Persian carpets, as the name suggests, originate from the Persian Empire, i.e., today’s Iran. Persian carpets have meanwhile become very popular around the world, and they adorn the floors of many homes and buildings. Persian carpets are in fact a significant component of Persian, i.e., Iranian, history, art and culture.
Today, genuine and noble Persian carpets are no longer knotted in Iran solely for private use; rather, they are likewise knotted for commercial sale and export. The colours and patterns of individual Persian carpets are indeed different, and their traditional patterns indicate the region where they were knotted. Nevertheless, all Person carpets have one thing in common: they constitute a valuable part of culture, and they are hand-crafted from high-quality materials.
A wide variety of Persian carpets have been around for centuries. The carpets are distinguished, among others, according to their regions of origin. In Persia, carpets have been produced simultaneously by different social classes for centuries, and each class has naturally placed its own different demands its carpets.
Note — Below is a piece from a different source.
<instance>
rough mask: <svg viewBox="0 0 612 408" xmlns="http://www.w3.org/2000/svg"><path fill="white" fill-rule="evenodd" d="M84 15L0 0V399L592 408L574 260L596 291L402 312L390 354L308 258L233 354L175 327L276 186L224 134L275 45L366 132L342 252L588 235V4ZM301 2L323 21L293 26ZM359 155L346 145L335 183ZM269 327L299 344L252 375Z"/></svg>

Originally, the art of carpet-making was a craft that was particularly common among nomadic peoples.
In today's Iran, however, carpets are not only hand-knotted by simple nomads. They are also simultaneously knotted in villages and towns where they were formerly made for the Orient’s ruling royal court. Different traditions have thus developed from the different demands placed on carpets, and these traditions still coexist to this day.
In Persia’s rural regions and amongst its nomadic peoples, simpler kinds of carpets are traditionally made from more robust materials. The patterns are mostly geometrically rustic, and the colours are linked to nature.
Globally popular Persian carpets have evolved from the weaving traditions found in the cities and production centres for the ruling royal court. During the period of the ruling Safavid Dynasty, the former court manufactures of the Persian Empire were located in Isfahan. Even today, particularly noble carpets come from this region.
Carpets from Isfahan are magnificent and highly demanding in terms of their production. In addition to their unmistakable appearance, these carpets are characterised by the particularly fine and noble materials that are used to knot them. A carpet from Isfahan is the noblest type of carpet that you can use to adorn your floor; each carpet is an intrinsic and unmistakably unique work of art.
Unique knotting traditions also developed in Persia’s cities and urban provinces, and carpet centres such as Tabriz, Ghom, Nain, Kerman and Kashan have become world-famous. To this day, carpets are traditionally handcrafted in Iranian cities, with some of them intended for domestic trade and others partly for export.
Each Persian carpet is unique because oriental carpets are traditionally hand-knotted. Colour, pattern and weaving density constitute the distinguishing features that indicate quality, on the one hand, and the region of origin, on the other. The following standard rule applies for knot density: the higher the number of knots that a carpet has per square metre, the higher its quality and finer it will be. Carpets with an especially high knot density are also usually made of particularly fine materials such as silk or wool. The finer the yarn, the higher the number of knots that can be knotted per square meter.
Persian carpets are available in many different designs that can be traced back to the traditions of their regions of origin. Boring and monochrome are certainly not features of a Persian carpet. The patterns are characterised by diverse colours and recurring ornaments, patterns and motifs. Elaborate and traditional designs are the main feature of a genuine Persian carpet.
The design of Persian carpets is always nearly the same in terms of its arrangement. The centre of the carpet contains a large field which is symmetrically surrounded by one or more borders that are patterned differently. The main border frequently exhibits Persian floral patterns.
The colours of the Persian carpets vary from muted to bright. The colour spectrum ranges from beige and brown tones to red to blue and green.
Each Persian carpet is a work of art for the floor. However, this does not mean that a Persian carpet is only for viewing. Like all other carpets, Persian carpets were originally items of daily use, and they have remained so to this day. Persian carpets are much easier to maintain than you might think. They are robust enough to withstand the daily burden of feet and furniture. Even classic carpet care such as hoovering or other kinds of carpet cleaning will not affect a noble Persian carpet for decades. Traditional Persian carpets made of virgin wool are robust and even dirt-repellent. Most kinds of dirt cannot penetrate the carpet fibres, which makes it easy to clean them.